Há outra distinção importante. O TSE informou em 11 de setembro de 2026 que 12 candidaturas permanecem na disputa presidencial. A obrigação de prestar contas também alcança quem teve o registro indeferido, renunciou ou foi substituído, considerando o período em que a candidatura esteve formalmente registrada. Portanto, o universo das prestações não deve ser confundido automaticamente com o conjunto atual de concorrentes.

O retrato conhecido antes da consolidação

Uma reportagem da Folha de S.Paulo, publicada em 9 de setembro de 2026, consultou o DivulgaCandContas na noite de 8 de setembro e reuniu dados de seis candidaturas. Naquele recorte, Flávio Bolsonaro aparecia com R$ 44,3 milhões arrecadados, sendo R$ 42 milhões do Fundo Especial de Financiamento de Campanha. Lula registrava R$ 35,9 milhões, com R$ 35 milhões do Fundo Especial e R$ 150 mil do Fundo Partidário.

Em cálculo próprio, R$ 42 milhões equivalem a 94,8% da receita então informada por Flávio. No caso de Lula, a soma das duas fontes públicas correspondia a pelo menos 97,9% do total reportado. O método é simples, valor da fonte dividido pela receita total, com arredondamento de uma casa decimal. Esses percentuais descrevem a composição daquele caixa até a data de corte. Eles não medem apoio eleitoral, qualidade de proposta ou eficiência do gasto.

O mesmo levantamento mostrou estruturas diferentes nas outras quatro campanhas selecionadas. Ronaldo Caiado somava R$ 6,6 milhões. Romeu Zema tinha R$ 3,4 milhões, dos quais R$ 3 milhões vieram do Fundo Partidário. Renan Santos registrava R$ 1,3 milhão, com mais de 90% via financiamento coletivo. Augusto Cury tinha R$ 317 mil, sendo R$ 250 mil de recursos próprios.

O recorte é útil para mostrar modelos de financiamento, mas não autoriza uma classificação completa. Ele contempla seis das 12 candidaturas em disputa, foi fechado antes da entrega parcial e mistura fontes com naturezas distintas. Fundo público, doação de pessoa física, financiamento coletivo e recurso próprio não devem ser somados como se dissessem a mesma coisa sobre uma campanha.

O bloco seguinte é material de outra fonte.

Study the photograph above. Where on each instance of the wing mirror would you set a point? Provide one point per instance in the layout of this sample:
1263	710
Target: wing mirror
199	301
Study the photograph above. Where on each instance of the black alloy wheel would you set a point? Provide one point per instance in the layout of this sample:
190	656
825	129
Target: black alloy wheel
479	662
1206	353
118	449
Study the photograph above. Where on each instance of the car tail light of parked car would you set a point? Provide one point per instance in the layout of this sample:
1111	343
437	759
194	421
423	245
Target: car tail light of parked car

A comparação que passa a ser possível

Quando a base consolidada abrir, quatro medidas merecem ser separadas. A primeira é a participação de recursos públicos na receita total. A segunda é a diferença entre despesa contratada e desembolso realizado. A terceira é a concentração das doações privadas. A quarta é o ritmo da arrecadação, sempre com o mesmo intervalo para todas as candidaturas.

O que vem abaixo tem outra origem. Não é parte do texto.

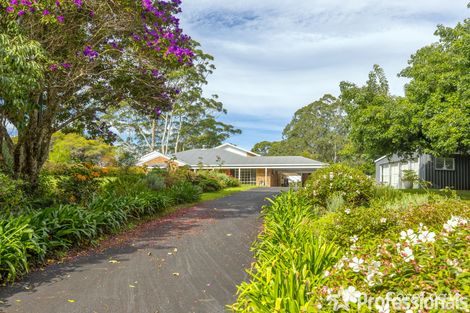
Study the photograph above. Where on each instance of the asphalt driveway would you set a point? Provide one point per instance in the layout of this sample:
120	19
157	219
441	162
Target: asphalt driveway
190	261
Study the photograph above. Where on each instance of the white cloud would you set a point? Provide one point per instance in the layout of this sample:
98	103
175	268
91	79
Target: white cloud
274	56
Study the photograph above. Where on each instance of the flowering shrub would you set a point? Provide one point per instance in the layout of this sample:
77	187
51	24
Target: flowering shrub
411	262
354	186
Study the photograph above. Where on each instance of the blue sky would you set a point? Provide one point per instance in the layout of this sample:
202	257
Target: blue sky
275	56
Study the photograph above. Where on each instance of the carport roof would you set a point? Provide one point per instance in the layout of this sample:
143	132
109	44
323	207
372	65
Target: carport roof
226	159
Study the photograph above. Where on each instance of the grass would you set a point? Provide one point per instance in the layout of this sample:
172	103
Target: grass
463	194
225	192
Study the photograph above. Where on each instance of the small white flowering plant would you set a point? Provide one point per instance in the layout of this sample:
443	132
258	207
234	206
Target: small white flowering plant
412	261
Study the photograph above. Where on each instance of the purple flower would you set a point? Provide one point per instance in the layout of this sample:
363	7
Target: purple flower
90	53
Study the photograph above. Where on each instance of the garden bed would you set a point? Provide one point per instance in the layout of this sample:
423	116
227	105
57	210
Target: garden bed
344	244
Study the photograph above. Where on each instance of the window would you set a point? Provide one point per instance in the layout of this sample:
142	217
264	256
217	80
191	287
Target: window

Também será necessário deduplicar transferências entre partidos e candidaturas. Um recurso pode aparecer na contabilidade de quem transfere e de quem recebe sem representar duas entradas novas no sistema eleitoral. Somar valores sem acompanhar a origem e o destino cria uma conta maior do que o dinheiro efetivamente incorporado pelas campanhas.

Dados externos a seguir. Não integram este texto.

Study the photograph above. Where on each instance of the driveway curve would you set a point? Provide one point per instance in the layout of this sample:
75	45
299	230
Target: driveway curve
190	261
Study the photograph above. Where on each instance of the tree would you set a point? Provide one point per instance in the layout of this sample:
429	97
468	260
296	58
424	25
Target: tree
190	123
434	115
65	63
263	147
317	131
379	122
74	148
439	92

A conclusão desta edição é deliberadamente limitada. O prazo terminou, mas o dado consolidado ainda não foi aberto. Hoje existe material para descrever estruturas de financiamento em um recorte de seis campanhas. A partir de 15 de setembro, será possível comparar as 12 candidaturas ativas no mesmo período e com a mesma fórmula. Antes disso, chamar a fotografia de ranking completo seria antecipar uma evidência que ainda não está publicada.